One of the most exciting and interesting glasshouse designs in 50 years
When Griffin Glasshouses first started talking to a Cheshire estate owner about replacing the historic glasshouses in a walled garden, little did they realise that almost fifteen years later the 123sq. m finished job would be one of the larger and technically challenging domestic structures they have built and erected in their 50-year history.
The glasshouse as Ashton Hayes is “one of the most exciting and interesting design projects we have worked on” says Griffin Glasshouse managing director, Linda Lane.
The Ashton Hayes estate owner, Mr Barry Searle, is “pleased and impressed” with the finish and attention to detail, even though it required a virtual re-build of a large part of the historic two-acre walled garden. Over the years there have been a number of Victorian and Edwardian glasshouses in the garden but, when he bought the estate in 1996, they were all beyond repair.
Barry first spoke to Linda’s father, David Griffin, the founder of Griffin Glasshouses, in 2002 and they discussed several options. After visits to several of their glasshouses in various parts of Britain Mr Searle again made contact with the company in 2012, which was then being run by Linda. He also investigated the other major UK glasshouse manufacturers.
“My professional background is in manufacturing and it was the quality of the construction of their glasshouses that sold Griffin to me, “he said, adding “I like family run businesses as they really do take full responsibility for their work.”
Although David Griffin is now retired, the family involvement is stronger than ever and Linda is assisted in the firm by her two brothers, a cousin and a sister-in-law.

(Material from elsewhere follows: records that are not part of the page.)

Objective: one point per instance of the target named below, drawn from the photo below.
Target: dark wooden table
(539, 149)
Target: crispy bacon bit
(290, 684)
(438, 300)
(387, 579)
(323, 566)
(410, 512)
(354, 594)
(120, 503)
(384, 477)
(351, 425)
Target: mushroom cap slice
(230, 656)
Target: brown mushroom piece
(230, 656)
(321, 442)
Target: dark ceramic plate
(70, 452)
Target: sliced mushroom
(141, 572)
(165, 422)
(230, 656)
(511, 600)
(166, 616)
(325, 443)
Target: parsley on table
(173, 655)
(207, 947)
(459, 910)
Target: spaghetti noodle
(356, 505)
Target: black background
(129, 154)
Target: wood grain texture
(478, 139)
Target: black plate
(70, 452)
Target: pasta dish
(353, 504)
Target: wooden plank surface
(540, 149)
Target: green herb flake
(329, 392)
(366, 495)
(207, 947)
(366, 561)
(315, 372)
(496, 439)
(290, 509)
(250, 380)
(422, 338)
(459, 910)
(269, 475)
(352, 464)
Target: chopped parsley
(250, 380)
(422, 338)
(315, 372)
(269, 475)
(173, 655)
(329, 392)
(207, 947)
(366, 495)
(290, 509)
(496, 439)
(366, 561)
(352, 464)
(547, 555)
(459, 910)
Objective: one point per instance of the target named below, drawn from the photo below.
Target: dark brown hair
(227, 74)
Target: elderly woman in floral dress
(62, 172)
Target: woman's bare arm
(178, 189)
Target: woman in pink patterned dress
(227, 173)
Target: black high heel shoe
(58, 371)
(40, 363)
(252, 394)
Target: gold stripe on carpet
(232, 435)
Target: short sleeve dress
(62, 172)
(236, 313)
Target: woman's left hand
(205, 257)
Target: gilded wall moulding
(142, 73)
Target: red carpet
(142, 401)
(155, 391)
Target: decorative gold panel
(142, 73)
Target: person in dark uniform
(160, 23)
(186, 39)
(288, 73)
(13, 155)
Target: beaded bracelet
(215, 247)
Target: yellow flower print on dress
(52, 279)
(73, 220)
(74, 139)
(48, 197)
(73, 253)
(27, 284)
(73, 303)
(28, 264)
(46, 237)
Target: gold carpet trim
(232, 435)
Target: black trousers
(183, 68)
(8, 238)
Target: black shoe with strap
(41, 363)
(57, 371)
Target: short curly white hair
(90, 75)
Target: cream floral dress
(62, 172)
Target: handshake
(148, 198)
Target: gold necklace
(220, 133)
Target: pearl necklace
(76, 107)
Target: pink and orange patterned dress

After preparing a series of outline drawings, Barry settled on a glasshouse with three porches to be built against a back wall that, originally, also supported the main Victorian and Edwardian predecessors. The brickwork was in a poor state of repair so it was taken down and totally rebuilt.
The boiler that heated the original structures was housed behind the wall and that building has been fully restored and it would still be possible to reconnect a modern, alternative source of heating.
“We have built some large structures over the years, but none so impressive as the stunning glasshouse at Ashton Hayes. It is a ¾ span structure with three porches, the centre one being of hexagonal shape and raised above the gutter height,” says Linda.
Currently Barry grows a range of soft fruit and tomatoes and the back wall is home to five olive trees.
“I simply love it and spend many happy hours down here, winter and summer. It is the perfect example of a sympathetically designed glasshouse that, although totally modern and virtually maintenance free, looks very much at home in its historic setting,” says Barry Searle.